Meça receita, margem e retorno sobre investimento

Quando a ação tem conexão direta com vendas, o ROI pode ser calculado de forma tradicional:

ROI = (receita atribuída à ação – investimento total) ÷ investimento total x 100

Imagine uma campanha para clientes estratégicos que custou R$ 12 mil e gerou R$ 42 mil em margem bruta atribuída a pedidos identificados. O retorno seria de 250%. Nesse caso, o cálculo usa margem, e não faturamento, porque ela representa melhor o resultado financeiro real.

Porém, atribuição exige bom senso. Nem toda venda ocorreu exclusivamente por causa do brinde. Em negociações complexas, ele pode ter funcionado como reforço de relacionamento, enquanto preço, atendimento e solução técnica tiveram grande peso na decisão. O ideal é registrar o brinde como um ponto de contato dentro da jornada, sem atribuir a ele um mérito que não pode ser comprovado.

Avalie o valor de marca que continua após a campanha

Brindes de alto uso funcionam como mídia física. Uma taça personalizada aparece em momentos de lazer, uma bolsa acompanha deslocamentos e um item de escritório permanece sobre a mesa durante a rotina. Esse tempo de permanência aumenta a exposição da marca e muda a lógica de avaliação.
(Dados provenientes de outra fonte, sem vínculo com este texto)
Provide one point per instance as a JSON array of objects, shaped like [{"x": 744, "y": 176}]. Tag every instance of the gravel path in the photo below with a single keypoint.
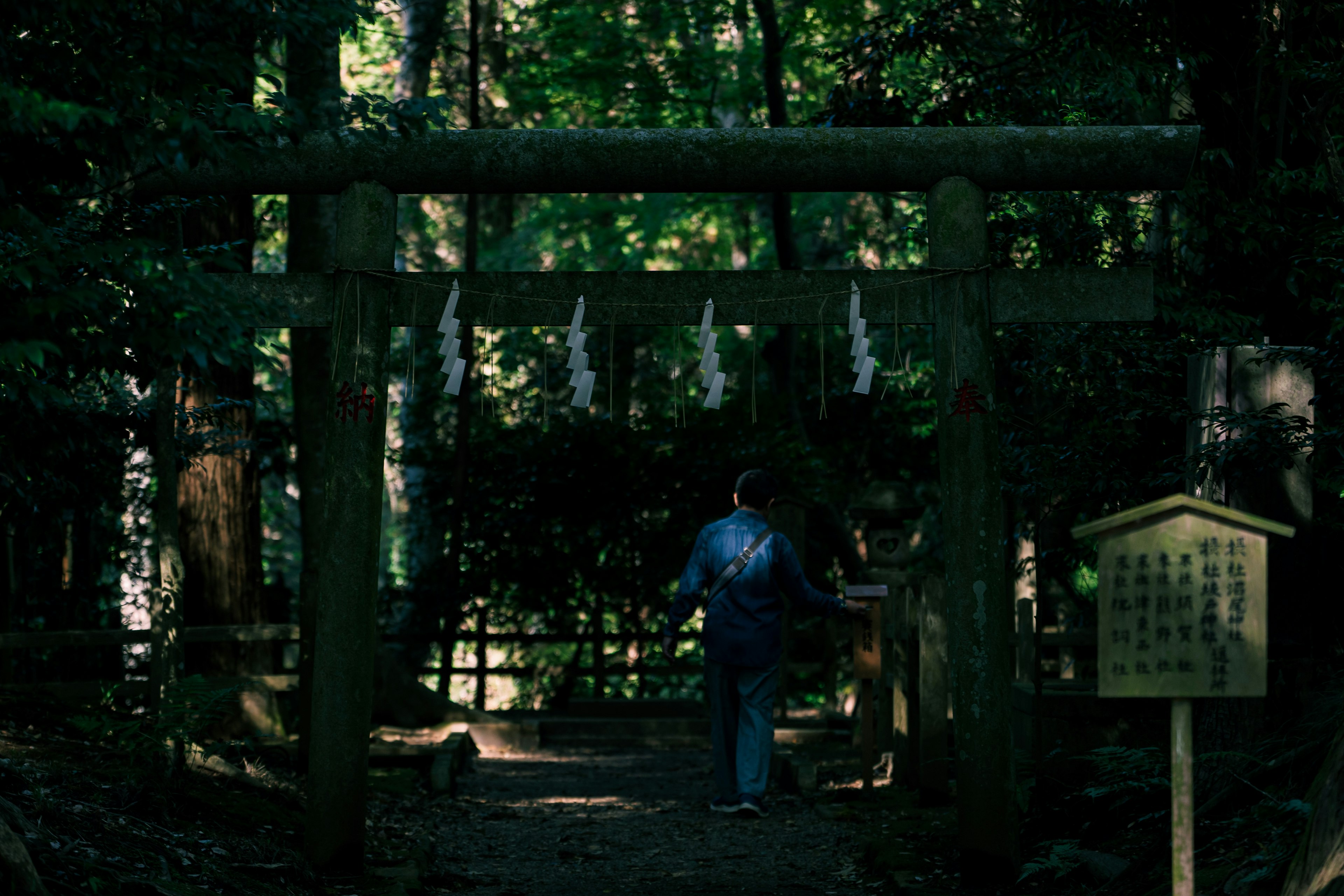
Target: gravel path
[{"x": 570, "y": 824}]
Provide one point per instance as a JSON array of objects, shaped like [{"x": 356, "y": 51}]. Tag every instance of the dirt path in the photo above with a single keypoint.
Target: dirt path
[{"x": 572, "y": 824}]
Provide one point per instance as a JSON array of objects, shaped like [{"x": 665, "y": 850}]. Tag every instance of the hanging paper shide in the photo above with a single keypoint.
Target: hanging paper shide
[
  {"x": 863, "y": 363},
  {"x": 448, "y": 324},
  {"x": 582, "y": 378}
]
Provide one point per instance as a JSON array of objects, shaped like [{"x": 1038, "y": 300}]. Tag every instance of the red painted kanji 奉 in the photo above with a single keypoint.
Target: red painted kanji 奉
[
  {"x": 350, "y": 405},
  {"x": 968, "y": 401}
]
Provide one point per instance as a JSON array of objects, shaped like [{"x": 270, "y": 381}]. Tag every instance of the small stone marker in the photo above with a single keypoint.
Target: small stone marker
[
  {"x": 1182, "y": 604},
  {"x": 867, "y": 665}
]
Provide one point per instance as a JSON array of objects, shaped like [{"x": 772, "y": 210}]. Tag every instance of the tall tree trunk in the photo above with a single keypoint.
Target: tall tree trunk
[
  {"x": 314, "y": 84},
  {"x": 783, "y": 351},
  {"x": 422, "y": 25}
]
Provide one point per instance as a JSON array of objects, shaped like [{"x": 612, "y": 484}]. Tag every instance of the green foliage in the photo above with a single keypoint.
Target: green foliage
[
  {"x": 1126, "y": 773},
  {"x": 1062, "y": 859},
  {"x": 189, "y": 708}
]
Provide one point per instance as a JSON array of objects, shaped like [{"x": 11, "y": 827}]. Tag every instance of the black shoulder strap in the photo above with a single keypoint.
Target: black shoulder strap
[{"x": 737, "y": 566}]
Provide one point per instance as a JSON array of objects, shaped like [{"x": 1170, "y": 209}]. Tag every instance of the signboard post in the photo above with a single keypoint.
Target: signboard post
[
  {"x": 1182, "y": 614},
  {"x": 867, "y": 667}
]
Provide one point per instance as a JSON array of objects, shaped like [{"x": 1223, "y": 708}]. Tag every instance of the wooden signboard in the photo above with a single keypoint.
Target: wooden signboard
[
  {"x": 867, "y": 645},
  {"x": 1182, "y": 613},
  {"x": 1182, "y": 600}
]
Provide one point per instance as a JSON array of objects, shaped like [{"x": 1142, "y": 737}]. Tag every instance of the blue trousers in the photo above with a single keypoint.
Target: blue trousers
[{"x": 742, "y": 726}]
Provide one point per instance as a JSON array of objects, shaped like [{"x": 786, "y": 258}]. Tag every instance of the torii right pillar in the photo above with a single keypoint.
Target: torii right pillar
[{"x": 972, "y": 527}]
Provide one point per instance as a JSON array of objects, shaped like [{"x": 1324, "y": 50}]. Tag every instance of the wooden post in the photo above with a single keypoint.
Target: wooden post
[
  {"x": 972, "y": 519},
  {"x": 867, "y": 737},
  {"x": 1183, "y": 798},
  {"x": 933, "y": 694},
  {"x": 893, "y": 716},
  {"x": 867, "y": 667},
  {"x": 1026, "y": 640},
  {"x": 479, "y": 700},
  {"x": 790, "y": 519},
  {"x": 166, "y": 604},
  {"x": 346, "y": 639},
  {"x": 11, "y": 593},
  {"x": 912, "y": 686}
]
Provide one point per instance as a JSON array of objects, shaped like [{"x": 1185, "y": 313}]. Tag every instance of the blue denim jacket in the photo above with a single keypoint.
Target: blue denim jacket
[{"x": 742, "y": 626}]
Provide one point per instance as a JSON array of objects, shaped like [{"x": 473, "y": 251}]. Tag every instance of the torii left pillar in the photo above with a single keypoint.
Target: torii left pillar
[
  {"x": 347, "y": 597},
  {"x": 972, "y": 531}
]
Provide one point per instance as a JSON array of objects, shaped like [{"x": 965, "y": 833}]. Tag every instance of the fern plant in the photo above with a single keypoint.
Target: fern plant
[{"x": 190, "y": 707}]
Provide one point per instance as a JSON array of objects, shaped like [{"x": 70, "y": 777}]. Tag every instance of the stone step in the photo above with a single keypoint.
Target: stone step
[
  {"x": 625, "y": 733},
  {"x": 635, "y": 708}
]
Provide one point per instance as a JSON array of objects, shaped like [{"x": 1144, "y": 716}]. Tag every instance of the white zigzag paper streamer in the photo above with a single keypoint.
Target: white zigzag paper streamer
[
  {"x": 863, "y": 365},
  {"x": 858, "y": 335},
  {"x": 712, "y": 370},
  {"x": 865, "y": 381},
  {"x": 576, "y": 324},
  {"x": 715, "y": 391},
  {"x": 580, "y": 370},
  {"x": 706, "y": 323},
  {"x": 709, "y": 346},
  {"x": 584, "y": 394},
  {"x": 576, "y": 350},
  {"x": 448, "y": 324},
  {"x": 582, "y": 378},
  {"x": 862, "y": 357}
]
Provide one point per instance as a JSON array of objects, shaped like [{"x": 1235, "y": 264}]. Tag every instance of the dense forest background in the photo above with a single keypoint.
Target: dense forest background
[{"x": 512, "y": 500}]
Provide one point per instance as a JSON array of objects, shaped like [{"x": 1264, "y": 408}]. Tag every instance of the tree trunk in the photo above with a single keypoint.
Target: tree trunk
[
  {"x": 314, "y": 84},
  {"x": 422, "y": 23},
  {"x": 219, "y": 499},
  {"x": 783, "y": 351}
]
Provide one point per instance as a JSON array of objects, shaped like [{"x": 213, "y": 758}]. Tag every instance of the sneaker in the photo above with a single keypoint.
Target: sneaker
[{"x": 752, "y": 806}]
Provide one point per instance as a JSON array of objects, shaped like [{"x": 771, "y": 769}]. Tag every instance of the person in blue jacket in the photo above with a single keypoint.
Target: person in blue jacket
[{"x": 742, "y": 637}]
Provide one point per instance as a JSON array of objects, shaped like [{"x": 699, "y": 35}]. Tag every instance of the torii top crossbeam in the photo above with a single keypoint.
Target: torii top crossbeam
[{"x": 705, "y": 160}]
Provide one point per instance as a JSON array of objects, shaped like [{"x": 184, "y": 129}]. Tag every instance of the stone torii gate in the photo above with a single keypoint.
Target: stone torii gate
[{"x": 964, "y": 303}]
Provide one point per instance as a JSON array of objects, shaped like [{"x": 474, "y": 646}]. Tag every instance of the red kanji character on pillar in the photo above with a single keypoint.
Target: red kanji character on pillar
[
  {"x": 349, "y": 405},
  {"x": 968, "y": 401}
]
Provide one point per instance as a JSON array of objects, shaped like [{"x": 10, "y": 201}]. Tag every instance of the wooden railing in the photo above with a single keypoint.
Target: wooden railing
[{"x": 480, "y": 637}]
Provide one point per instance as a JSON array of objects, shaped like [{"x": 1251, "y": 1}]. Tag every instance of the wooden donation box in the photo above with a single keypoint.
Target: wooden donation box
[{"x": 1182, "y": 606}]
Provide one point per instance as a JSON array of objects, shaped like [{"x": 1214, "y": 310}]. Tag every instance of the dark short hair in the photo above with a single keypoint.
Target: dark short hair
[{"x": 757, "y": 488}]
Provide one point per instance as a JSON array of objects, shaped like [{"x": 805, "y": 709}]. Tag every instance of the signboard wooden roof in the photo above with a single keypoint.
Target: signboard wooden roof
[{"x": 1182, "y": 600}]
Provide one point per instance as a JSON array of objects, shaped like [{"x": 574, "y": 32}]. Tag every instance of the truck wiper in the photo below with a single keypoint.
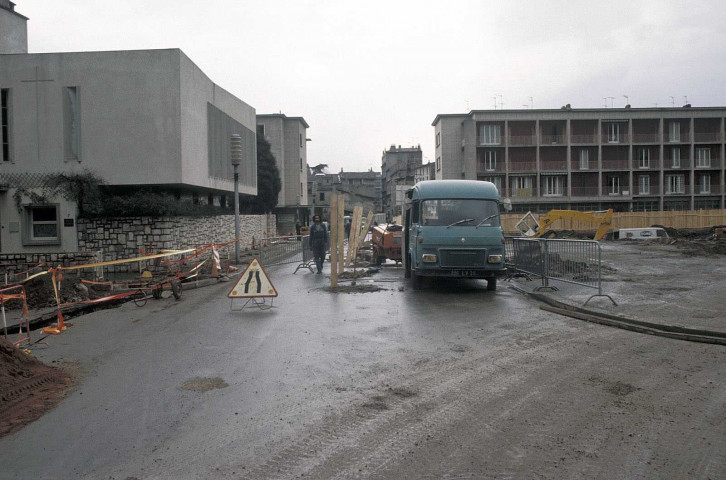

Para medir esse efeito, pergunte ao público, em pesquisas curtas, se ele recebeu o item, se o utiliza e com qual frequência. Vale incluir perguntas sobre utilidade, qualidade percebida e lembrança espontânea da empresa. Uma pesquisa enviada duas ou três semanas depois da entrega costuma gerar respostas mais consistentes do que uma avaliação feita no mesmo dia.

Em eventos, acompanhe também menções nas redes sociais, fotos com o produto, marcações de perfil e volume de cadastros gerados no estande. Se o brinde foi criado para estimular compartilhamento, a embalagem, o acabamento e a proposta visual precisam ser pensados para isso. Um produto genérico dificilmente terá o mesmo efeito que um item útil, bem personalizado e coerente com o perfil do público.

Crie grupos de comparação quando possível

Nem sempre é viável fazer um teste perfeito, mas comparar resultados evita conclusões precipitadas. Uma empresa pode enviar brindes para parte da base de clientes inativos e manter outro grupo semelhante sem o envio por algumas semanas. Depois, avalia taxas de resposta, reuniões agendadas e oportunidades abertas em cada grupo.

O mesmo vale para ações internas. Se uma unidade recebe um kit para apoiar uma campanha de segurança ou saúde, compare adesão e participação com períodos anteriores ou com unidades que ainda não receberam o material. Esse método ajuda a separar o impacto do brinde de fatores sazonais, campanhas paralelas e mudanças na operação.

A comparação também revela quando o problema não está no produto, mas na estratégia. Um brinde excelente entregue ao público errado, sem uma mensagem clara ou sem continuidade comercial, terá desempenho limitado. Por outro lado, um item mais simples pode funcionar muito bem quando chega à pessoa certa no momento adequado.

Use a experiência do público para ajustar a próxima compra

Os números mostram desempenho, mas o feedback explica comportamento. Depois da ação, ouça vendedores, promotores, gestores de conta e os próprios destinatários. Pergunte se o item foi útil, se a personalização fez sentido, se o produto combinou com a ocasião e se houve dificuldade na entrega ou no resgate.

Essas respostas orientam decisões práticas. Para uma convenção, talvez um kit de viagem tenha maior adesão do que um item de mesa. Em uma ação para clientes premium, uma taça personalizada ou um produto gourmet pode comunicar mais cuidado do que um brinde de distribuição massiva. Já em feiras, itens compactos, úteis e fáceis de transportar reduzem perdas e facilitam a abordagem.

A OG Brindes trabalha justamente com essa visão: o produto ganha força quando está conectado ao contexto da campanha, ao perfil do destinatário e ao resultado que a empresa deseja alcançar. Personalização sem estratégia chama atenção por pouco tempo; utilidade com propósito cria presença de marca.

Medir o retorno dos brindes é, no fim, acompanhar o que acontece depois que a marca sai das mãos da empresa e entra na rotina de alguém. Quando objetivo, público, mecanismo de conversão e indicadores estão alinhados, cada entrega deixa de ser uma despesa isolada e passa a gerar aprendizado para a próxima ação.